A resposta foi sim, com todos os membros do Tribunal seguindo o voto do relator, o então ministro José Delgado. A Corte, entretanto, colocou uma ressalva. Para que a troca tenha validade na eleição municipal prevista para acontecer a menos de um ano, a mudança precisa ser aprovada até o fim das convenções partidárias, que atualmente acontecem entre os dias 20 de julho e 5 de agosto do ano eleitoral.
Para Souza, o parecer do Tribunal Superior Eleitoral abre precedente para que a Câmara de BH aprove até 2024 a manutenção das atuais 41 vagas de vereadores.

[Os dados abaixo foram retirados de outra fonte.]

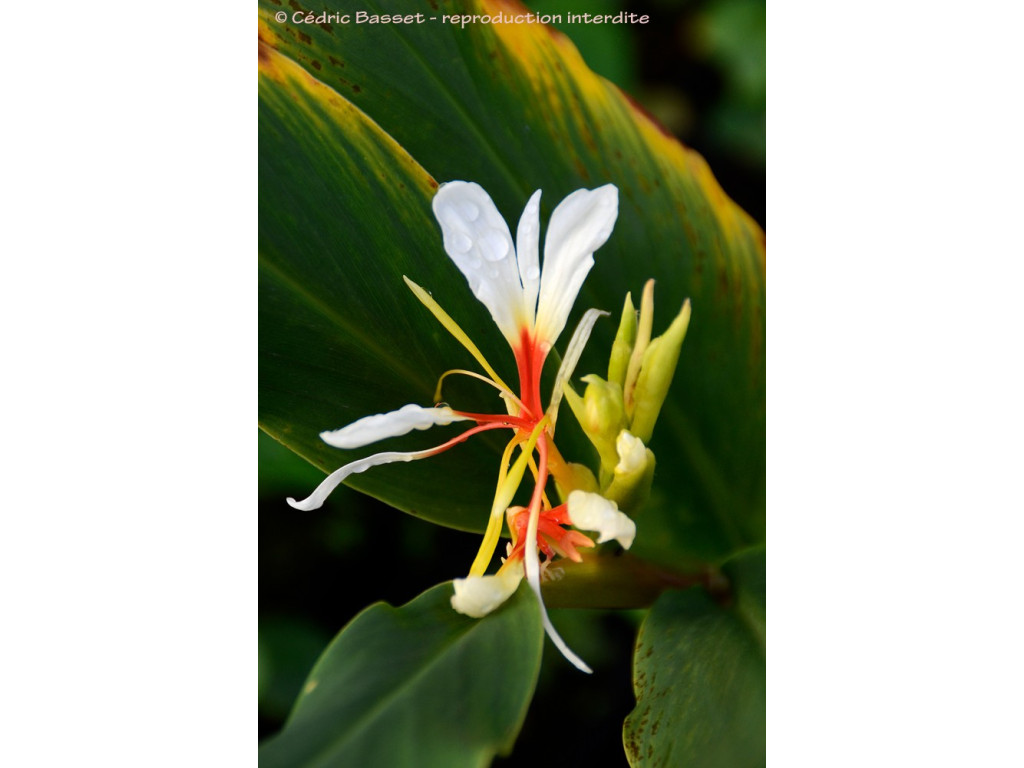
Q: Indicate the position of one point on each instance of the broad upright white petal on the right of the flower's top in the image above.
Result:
(579, 227)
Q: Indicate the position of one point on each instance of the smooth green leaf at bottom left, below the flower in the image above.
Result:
(419, 686)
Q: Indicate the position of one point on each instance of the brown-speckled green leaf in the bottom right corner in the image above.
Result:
(699, 676)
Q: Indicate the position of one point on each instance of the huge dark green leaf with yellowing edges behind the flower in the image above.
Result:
(345, 110)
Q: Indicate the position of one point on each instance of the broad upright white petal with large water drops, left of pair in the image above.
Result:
(479, 241)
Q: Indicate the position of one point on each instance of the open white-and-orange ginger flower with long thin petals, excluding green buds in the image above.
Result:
(531, 308)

"Esse problema não é novo. O TSE tem o entendimento de que a alteração no número de vereadores não entra na regra do princípio da anualidade. Sendo inconstitucional o projeto que foi aprovado, a tendência é que a Justiça Eleitoral desconsidere o número de 43 vagas", avaliou.
O especialista em direito público ainda detalha que as movimentações para barrar a criação das novas vagas na próxima disputa eleitoral não dependem apenas da Câmara Municipal. "Vejo que o mais adequado neste caso é a propositura de uma Ação Direta de Inconstitucionalidade pelos legitimados para isto", sugeriu.

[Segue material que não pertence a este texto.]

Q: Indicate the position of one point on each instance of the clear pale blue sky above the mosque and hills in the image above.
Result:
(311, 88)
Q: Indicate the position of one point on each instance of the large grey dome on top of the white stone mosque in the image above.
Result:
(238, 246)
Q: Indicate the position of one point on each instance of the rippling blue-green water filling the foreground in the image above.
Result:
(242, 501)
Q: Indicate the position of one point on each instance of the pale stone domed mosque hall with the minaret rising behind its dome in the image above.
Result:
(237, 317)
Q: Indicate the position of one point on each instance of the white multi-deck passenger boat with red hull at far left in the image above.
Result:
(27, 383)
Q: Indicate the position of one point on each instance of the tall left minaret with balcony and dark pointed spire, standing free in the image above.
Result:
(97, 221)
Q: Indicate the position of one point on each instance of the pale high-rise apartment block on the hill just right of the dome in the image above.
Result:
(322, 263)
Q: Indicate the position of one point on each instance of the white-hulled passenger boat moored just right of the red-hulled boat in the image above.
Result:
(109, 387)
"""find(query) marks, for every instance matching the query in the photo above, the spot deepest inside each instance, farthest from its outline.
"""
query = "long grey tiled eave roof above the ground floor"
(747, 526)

A ação citada por Duarte é regulamentada na Constituição Estadual. O texto prevê que oito figuras públicas ou instituições podem solicitar a abertura do processo. São elas:
1 – o Governador do Estado;
2 – a Mesa da Assembleia;
3 – o Procurador-Geral de Justiça;
4 – o Prefeito ou a Mesa da Câmara Municipal;
5 – o Conselho da Ordem dos Advogados do Brasil, Seção do Estado
de Minas Gerais;
6 – partido político com representação na Assembleia Legislativa do
Estado;
7 – entidade sindical ou de classe com base territorial no Estado;
8 – a Defensoria Pública.
Procurados, a Justiça Eleitoral e o Ministério Público Eleitoral ainda não se manifestaram sobre o caso.
Custos
A criação das duas novas vagas na Câmara de Belo Horizonte terá um custo anual de quase R$ 2,5 milhões para o Legislativo. O valor é referente ao salário mensal de R$ 18.402 para os parlamentares, um orçamento mensal máximo de R$ 76.984 para contratação de até 15 assessores, além de verbas de custeio com Correios, gráficas e locação de veículos.
Será um gasto maior para o Legislativo, mas não haverá ampliação da receita, já que as verbas da Câmara variam de acordo com a receita do município e não com o número de vereadores.